Re: [PATCH v6 2/2] arm64: implement support for static call trampolines

From: Quentin Perret
Date: Wed Nov 10 2021 - 07:06:15 EST


Hi Mark,

On Wednesday 10 Nov 2021 at 11:09:40 (+0000), Mark Rutland wrote:
> Hi,
>
> On Tue, Nov 09, 2021 at 07:02:21PM +0000, Quentin Perret wrote:
> > On Tuesday 09 Nov 2021 at 19:09:21 (+0100), Ard Biesheuvel wrote:
> > > Android relies heavily on tracepoints for vendor hooks, and given the
> > > performance impact of CFI on indirect calls, there has been interest
> > > in enabling static calls to replace them.
>
> Hhmm.... what exactly is a "vendor hook" in this context, and what is it doing
> with a tracepoint? From an upstream perspective that sounds somewhat fishy
> usage.

Right, 'vendor hooks' are an ugly Android-specific hack that I hope we
will be able to get rid off overtime. And I don't think upstream should
care about any of this TBH. But it's not the only use-case in Android
for having modules attached to tracepoints, and the other is a bit more
relevant to upstream. So I'd day it makes sense to have that discussion
here.

Specifically, we've got a bunch of 'empty' tracepoints *upstream* in e.g.
the scheduler that don't have any trace events associated with them (see
the exported TPs at the top of kernel/sched/core.c for instance).
They're exported with no in-kernel user on purpose. The only reason they
exist is to allow people to attach modules to them, and do whatever they
need from there (collect stats, write to the trace buffer, ...). That
way the kernel doesn't commit to any userspace ABI, and the maintenance
burden falls on whoever maintains the module instead.

But nowadays virtually every vendor/OEM in the Android world attaches to
those TPs, in production, to gather stats and whatnot. And given that
some of them are hooked in scheduler hot paths, we'd really like those
to be low overhead.
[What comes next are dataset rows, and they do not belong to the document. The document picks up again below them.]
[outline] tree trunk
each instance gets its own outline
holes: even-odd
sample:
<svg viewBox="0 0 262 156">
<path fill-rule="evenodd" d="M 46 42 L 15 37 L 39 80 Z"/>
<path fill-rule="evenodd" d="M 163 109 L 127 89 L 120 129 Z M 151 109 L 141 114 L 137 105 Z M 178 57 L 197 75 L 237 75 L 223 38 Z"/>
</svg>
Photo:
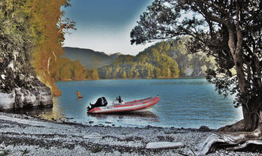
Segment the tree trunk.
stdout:
<svg viewBox="0 0 262 156">
<path fill-rule="evenodd" d="M 228 31 L 228 47 L 233 56 L 235 71 L 238 80 L 238 85 L 242 97 L 242 113 L 244 116 L 244 131 L 253 131 L 258 126 L 258 109 L 256 104 L 251 104 L 248 99 L 244 97 L 247 88 L 247 83 L 244 72 L 244 64 L 242 57 L 242 31 L 239 29 L 235 28 L 235 26 L 228 23 L 227 28 Z"/>
<path fill-rule="evenodd" d="M 258 124 L 254 131 L 229 133 L 219 132 L 211 134 L 198 145 L 196 151 L 188 151 L 184 154 L 202 155 L 215 151 L 217 148 L 235 151 L 261 150 L 262 147 L 262 111 L 259 112 L 258 116 L 260 116 Z M 257 146 L 254 146 L 254 145 Z"/>
</svg>

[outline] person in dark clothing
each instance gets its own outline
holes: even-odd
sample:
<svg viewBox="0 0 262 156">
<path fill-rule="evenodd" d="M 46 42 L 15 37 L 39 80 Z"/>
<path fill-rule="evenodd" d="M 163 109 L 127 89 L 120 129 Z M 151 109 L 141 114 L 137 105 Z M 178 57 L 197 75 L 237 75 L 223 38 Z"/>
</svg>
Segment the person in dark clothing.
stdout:
<svg viewBox="0 0 262 156">
<path fill-rule="evenodd" d="M 123 102 L 123 100 L 121 99 L 121 97 L 120 97 L 120 95 L 116 97 L 116 101 L 118 101 L 119 104 L 120 104 L 120 103 Z"/>
</svg>

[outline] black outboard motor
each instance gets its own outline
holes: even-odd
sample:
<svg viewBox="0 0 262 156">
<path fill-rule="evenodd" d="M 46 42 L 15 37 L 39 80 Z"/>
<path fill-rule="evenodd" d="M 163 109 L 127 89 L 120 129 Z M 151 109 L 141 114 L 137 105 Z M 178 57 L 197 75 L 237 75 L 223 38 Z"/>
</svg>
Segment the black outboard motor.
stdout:
<svg viewBox="0 0 262 156">
<path fill-rule="evenodd" d="M 96 108 L 96 107 L 101 107 L 101 106 L 106 106 L 107 105 L 107 101 L 105 97 L 99 97 L 97 100 L 97 102 L 95 103 L 95 104 L 91 104 L 90 103 L 90 106 L 88 106 L 88 111 L 90 111 L 91 109 Z"/>
</svg>

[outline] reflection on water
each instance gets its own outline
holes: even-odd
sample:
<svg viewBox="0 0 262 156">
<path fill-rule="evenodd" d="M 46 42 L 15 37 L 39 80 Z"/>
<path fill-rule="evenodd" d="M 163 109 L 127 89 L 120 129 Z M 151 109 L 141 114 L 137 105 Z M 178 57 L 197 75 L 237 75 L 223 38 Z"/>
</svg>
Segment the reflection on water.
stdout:
<svg viewBox="0 0 262 156">
<path fill-rule="evenodd" d="M 157 118 L 158 117 L 151 111 L 144 112 L 127 112 L 127 113 L 118 113 L 112 114 L 88 114 L 88 115 L 92 117 L 96 117 L 99 118 L 106 118 L 108 117 L 117 117 L 123 118 L 123 117 L 138 117 L 138 118 Z"/>
<path fill-rule="evenodd" d="M 61 97 L 54 98 L 53 108 L 22 111 L 47 120 L 65 119 L 88 125 L 121 127 L 174 127 L 216 129 L 242 117 L 235 109 L 233 97 L 223 98 L 205 79 L 100 80 L 57 82 Z M 76 96 L 78 90 L 83 98 Z M 109 103 L 120 95 L 124 101 L 159 95 L 160 101 L 151 112 L 122 114 L 87 114 L 86 107 L 97 98 Z M 23 113 L 22 111 L 20 113 Z"/>
<path fill-rule="evenodd" d="M 46 119 L 46 120 L 59 120 L 60 118 L 65 119 L 66 117 L 63 113 L 64 109 L 62 107 L 60 107 L 58 103 L 57 97 L 53 98 L 53 106 L 51 111 L 45 111 L 39 115 L 39 117 Z"/>
<path fill-rule="evenodd" d="M 57 97 L 53 98 L 53 107 L 43 107 L 36 108 L 28 108 L 18 110 L 14 111 L 15 113 L 29 114 L 32 116 L 39 117 L 46 120 L 60 120 L 64 119 L 65 115 L 63 114 L 63 108 L 60 107 Z"/>
</svg>

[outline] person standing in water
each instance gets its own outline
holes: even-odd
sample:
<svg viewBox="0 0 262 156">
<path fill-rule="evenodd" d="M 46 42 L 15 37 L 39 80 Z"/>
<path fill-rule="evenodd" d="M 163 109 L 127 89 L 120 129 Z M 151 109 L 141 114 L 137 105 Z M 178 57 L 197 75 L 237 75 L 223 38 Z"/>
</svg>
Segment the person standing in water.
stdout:
<svg viewBox="0 0 262 156">
<path fill-rule="evenodd" d="M 80 94 L 80 92 L 76 90 L 76 94 L 77 95 L 77 97 L 78 97 L 78 98 L 83 98 L 83 96 Z"/>
</svg>

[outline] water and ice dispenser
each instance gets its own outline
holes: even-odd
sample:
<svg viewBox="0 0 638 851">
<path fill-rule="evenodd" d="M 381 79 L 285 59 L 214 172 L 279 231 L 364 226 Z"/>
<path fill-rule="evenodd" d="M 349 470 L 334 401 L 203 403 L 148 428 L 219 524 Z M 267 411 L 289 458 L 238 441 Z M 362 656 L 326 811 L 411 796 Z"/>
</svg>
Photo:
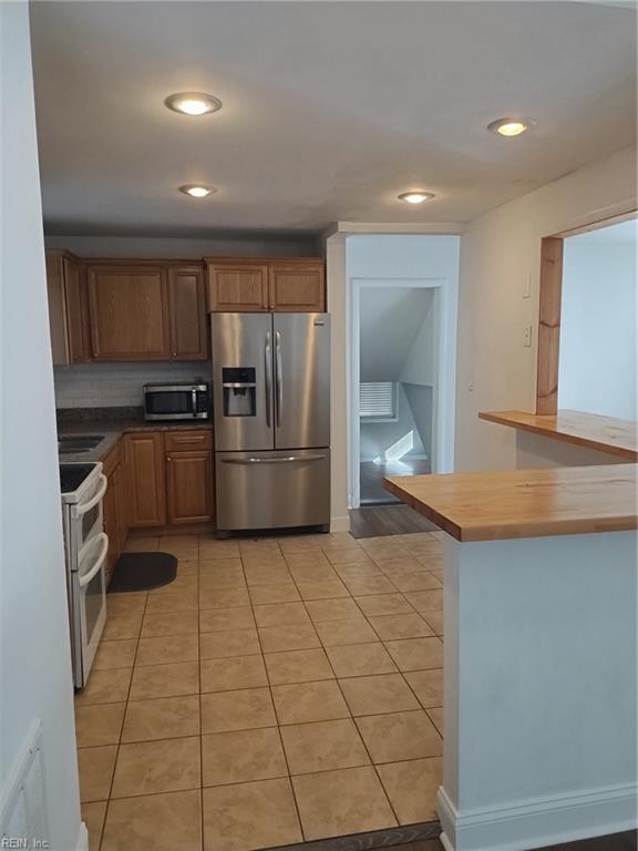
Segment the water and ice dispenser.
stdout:
<svg viewBox="0 0 638 851">
<path fill-rule="evenodd" d="M 255 417 L 257 380 L 255 367 L 223 367 L 224 417 Z"/>
</svg>

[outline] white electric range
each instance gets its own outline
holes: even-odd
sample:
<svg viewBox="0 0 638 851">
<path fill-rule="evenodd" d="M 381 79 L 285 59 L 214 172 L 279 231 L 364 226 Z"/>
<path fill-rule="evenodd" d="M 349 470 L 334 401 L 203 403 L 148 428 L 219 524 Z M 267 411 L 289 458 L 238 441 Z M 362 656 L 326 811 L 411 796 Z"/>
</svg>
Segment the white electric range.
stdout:
<svg viewBox="0 0 638 851">
<path fill-rule="evenodd" d="M 65 462 L 60 464 L 60 484 L 73 681 L 82 688 L 106 622 L 109 537 L 103 530 L 102 500 L 107 481 L 100 462 Z"/>
</svg>

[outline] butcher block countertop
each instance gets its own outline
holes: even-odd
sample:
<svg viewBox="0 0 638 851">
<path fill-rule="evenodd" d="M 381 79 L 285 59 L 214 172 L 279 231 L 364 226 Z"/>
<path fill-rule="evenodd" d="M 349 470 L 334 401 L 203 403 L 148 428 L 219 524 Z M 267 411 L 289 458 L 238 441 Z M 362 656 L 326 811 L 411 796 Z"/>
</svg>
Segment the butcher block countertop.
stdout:
<svg viewBox="0 0 638 851">
<path fill-rule="evenodd" d="M 627 461 L 638 461 L 638 423 L 634 420 L 616 420 L 613 417 L 567 410 L 558 411 L 555 416 L 525 411 L 482 411 L 478 418 L 578 447 L 599 449 Z"/>
<path fill-rule="evenodd" d="M 638 527 L 637 464 L 388 476 L 384 486 L 457 541 Z"/>
</svg>

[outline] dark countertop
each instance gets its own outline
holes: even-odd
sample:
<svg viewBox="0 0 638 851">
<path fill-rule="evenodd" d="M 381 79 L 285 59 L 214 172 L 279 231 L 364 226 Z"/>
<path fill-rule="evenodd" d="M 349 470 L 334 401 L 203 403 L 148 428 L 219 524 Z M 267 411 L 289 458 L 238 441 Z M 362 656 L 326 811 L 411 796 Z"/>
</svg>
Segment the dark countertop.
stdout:
<svg viewBox="0 0 638 851">
<path fill-rule="evenodd" d="M 85 409 L 58 411 L 58 437 L 94 434 L 102 435 L 102 440 L 95 449 L 88 452 L 72 452 L 60 455 L 61 462 L 66 461 L 103 461 L 123 434 L 138 431 L 194 431 L 199 429 L 213 430 L 213 420 L 175 420 L 168 422 L 146 422 L 142 417 L 142 409 L 131 408 L 100 408 L 93 411 L 94 416 Z M 123 416 L 124 414 L 124 416 Z"/>
</svg>

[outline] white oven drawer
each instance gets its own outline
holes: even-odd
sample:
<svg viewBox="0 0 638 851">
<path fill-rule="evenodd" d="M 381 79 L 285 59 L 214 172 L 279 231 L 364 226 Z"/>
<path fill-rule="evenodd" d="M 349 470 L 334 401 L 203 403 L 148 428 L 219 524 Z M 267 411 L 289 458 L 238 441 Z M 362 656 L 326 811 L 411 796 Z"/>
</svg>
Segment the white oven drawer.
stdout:
<svg viewBox="0 0 638 851">
<path fill-rule="evenodd" d="M 76 627 L 74 679 L 79 688 L 86 683 L 106 622 L 104 566 L 107 553 L 109 537 L 104 532 L 100 532 L 80 551 L 78 571 L 72 578 Z"/>
</svg>

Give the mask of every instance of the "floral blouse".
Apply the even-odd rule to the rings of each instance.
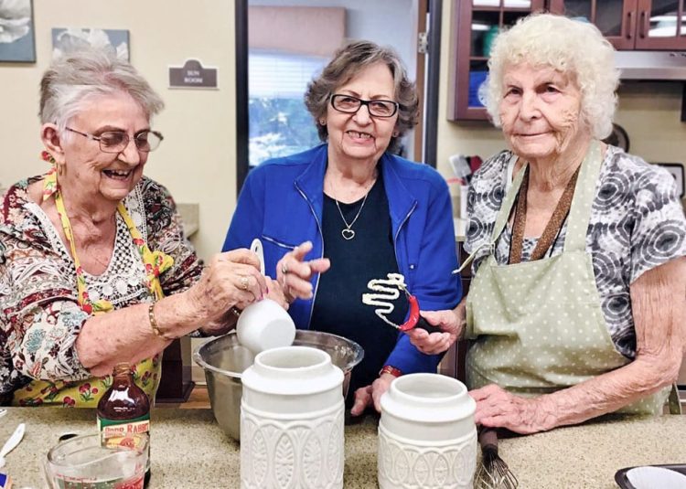
[[[484,162],[474,175],[467,197],[469,223],[465,250],[471,253],[490,239],[508,182],[512,153],[504,151]],[[563,251],[567,224],[549,251]],[[498,239],[496,261],[509,257],[511,229]],[[538,239],[525,238],[522,261],[529,260]],[[591,220],[586,231],[595,283],[607,330],[622,355],[636,356],[636,330],[630,285],[645,271],[686,255],[686,218],[674,178],[663,168],[607,146],[600,170]],[[472,262],[473,273],[488,255],[484,247]],[[548,255],[547,255],[548,256]]]
[[[0,203],[0,405],[32,378],[91,377],[76,351],[76,338],[90,316],[77,301],[74,262],[48,216],[27,194],[40,179],[17,183]],[[168,191],[144,176],[123,204],[150,249],[174,259],[160,276],[165,295],[195,283],[202,262],[184,238]],[[119,215],[107,270],[85,278],[89,295],[110,301],[114,309],[153,301],[140,255]]]

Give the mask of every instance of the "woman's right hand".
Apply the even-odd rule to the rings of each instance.
[[[305,241],[289,251],[276,263],[276,280],[289,303],[295,299],[312,298],[312,275],[323,273],[331,267],[327,258],[305,260],[312,250],[312,242]]]
[[[200,280],[188,291],[189,308],[201,323],[220,322],[231,307],[245,309],[268,293],[260,259],[250,250],[212,257]]]
[[[465,330],[466,308],[463,299],[455,309],[445,311],[422,311],[422,316],[433,326],[435,333],[427,333],[422,328],[405,332],[410,343],[426,355],[436,355],[446,351],[457,341]]]

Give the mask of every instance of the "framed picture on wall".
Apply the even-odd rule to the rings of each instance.
[[[129,60],[129,31],[125,29],[53,28],[52,58],[84,48],[109,48]]]
[[[683,198],[683,165],[681,163],[658,163],[664,169],[671,174],[674,181],[677,183],[677,194],[679,198]]]
[[[0,1],[0,62],[36,62],[31,0]]]

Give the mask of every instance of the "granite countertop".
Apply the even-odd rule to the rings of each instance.
[[[3,472],[15,487],[43,487],[41,461],[66,432],[95,432],[94,409],[8,408],[0,418],[0,443],[19,422],[24,441]],[[376,487],[377,419],[346,426],[345,487]],[[650,463],[686,462],[686,416],[606,417],[582,426],[503,440],[500,455],[521,488],[616,488],[615,473]],[[155,409],[152,413],[150,488],[240,487],[239,444],[209,409]]]

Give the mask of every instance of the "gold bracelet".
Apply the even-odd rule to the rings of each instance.
[[[176,339],[167,336],[162,332],[162,330],[159,329],[159,326],[157,325],[157,320],[155,319],[155,303],[151,303],[150,305],[147,306],[147,318],[150,320],[150,327],[153,328],[153,333],[155,333],[155,336],[159,336],[166,341],[172,341],[173,339]]]

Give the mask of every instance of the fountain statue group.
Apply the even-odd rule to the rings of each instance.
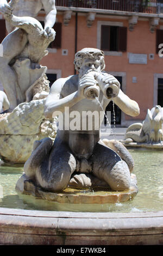
[[[35,19],[42,6],[46,14],[44,28]],[[139,114],[137,103],[122,92],[115,77],[104,71],[104,52],[92,48],[78,51],[74,57],[78,74],[57,80],[49,92],[45,90],[46,67],[39,62],[55,38],[52,28],[55,21],[55,1],[39,0],[36,4],[34,1],[11,0],[8,4],[0,0],[0,10],[9,32],[2,43],[4,51],[0,59],[0,80],[8,99],[4,93],[0,94],[2,106],[6,109],[10,103],[9,113],[0,119],[1,134],[8,135],[12,129],[17,137],[18,130],[26,136],[33,129],[38,135],[42,120],[46,127],[55,116],[62,117],[54,142],[47,132],[39,133],[40,139],[34,142],[34,136],[30,141],[33,151],[30,156],[27,154],[17,190],[30,193],[28,182],[32,184],[33,191],[41,188],[52,193],[67,187],[104,187],[113,191],[136,188],[129,152],[117,141],[101,138],[104,113],[100,113],[110,101],[114,100],[127,114]],[[88,112],[95,116],[91,129],[83,114]]]

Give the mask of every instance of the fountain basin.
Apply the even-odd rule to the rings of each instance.
[[[132,200],[136,195],[138,188],[136,175],[131,174],[131,180],[130,188],[123,191],[112,191],[107,187],[85,189],[67,187],[61,192],[54,193],[36,186],[23,174],[17,181],[16,190],[19,194],[31,195],[36,198],[64,204],[115,204]]]
[[[1,208],[0,244],[163,245],[163,211],[95,214]]]

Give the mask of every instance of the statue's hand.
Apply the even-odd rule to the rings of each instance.
[[[120,83],[118,80],[114,76],[107,73],[104,74],[103,78],[100,82],[102,84],[104,83],[105,85],[107,84],[116,84],[119,89],[120,88]]]
[[[12,13],[12,9],[8,3],[0,4],[0,12],[3,13],[4,17],[9,16]]]
[[[56,32],[53,29],[53,28],[49,28],[49,27],[47,27],[46,28],[45,31],[46,32],[46,34],[48,36],[48,38],[51,40],[53,41],[55,39]]]
[[[89,75],[84,75],[79,81],[78,95],[81,99],[84,99],[84,89],[89,86],[93,86],[97,83],[97,81]]]

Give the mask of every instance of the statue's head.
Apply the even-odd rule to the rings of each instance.
[[[81,68],[86,62],[97,64],[97,66],[99,65],[100,71],[104,70],[105,67],[104,52],[95,48],[84,48],[77,52],[74,60],[76,70],[80,72]],[[91,68],[91,66],[90,68]]]

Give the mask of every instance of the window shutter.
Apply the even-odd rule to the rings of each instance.
[[[5,20],[0,20],[0,44],[5,37]]]
[[[50,47],[51,48],[61,48],[62,23],[61,22],[56,22],[53,26],[53,28],[56,32],[56,35],[54,41],[50,44]]]
[[[126,27],[118,27],[118,50],[121,52],[127,51],[127,28]]]
[[[156,53],[158,53],[159,50],[159,45],[160,44],[163,44],[163,30],[156,29]]]
[[[110,26],[101,26],[101,48],[103,51],[110,51]]]

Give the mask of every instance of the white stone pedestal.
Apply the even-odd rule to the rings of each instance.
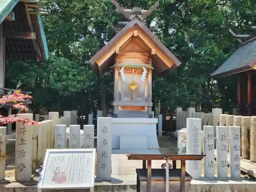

I wouldn't be surprised if other distros get the
same issues at some point FWIW -- they all collect SCHED_DEBUG stats and
such.

>
> > > Quentin, anything to add here?
> >
> > Yes, Android should definitely benefit from static calls.
> >
> > Modules attaching to tracepoints cause a measurable overhead w/ CFI as
> > the jump target is a bit harder to verify if it is not in-kernel.
>
> Where does that additional overhead come from when the target is not in-kernel?
>
> I hope that I am wrong in understanding that __cfi_slowpath_diag() means we're
> always doing an out-of-line check when calling into a module?

Nope, I think you're right.

> If that were the case, that would seem to be a much more general problem with
> the current clang CFI scheme, and my fear here is that we're adding fragility
> and complexity in specific plces to work around general problems with the CFI
> scheme.

Right, no objection from me if we want to optimize the CFI slowpath
instead if we can find a way to do that.

A few thoughts:

- attaching and detaching to TPs is a very infrequent operation, so
having to do CFI checks (however cheap) before every call is a bit
sad as the target doesn't change;

- so far the CFI overhead has been visible in practice mainly for
tracepoints and not really anywhere else. The cost of a
kernel-to-module indirect calls for e.g. driver operations seems to
often (though not always) be somewhat small compared to the work
done by the driver itself. And I think that module-to-kernel calls
should be mostly unaffected as we will either resolve them with
PC-relative instructions if within range, or via the module PLT
which doesn't include CFI checks IIRC.

Thanks,
Quentin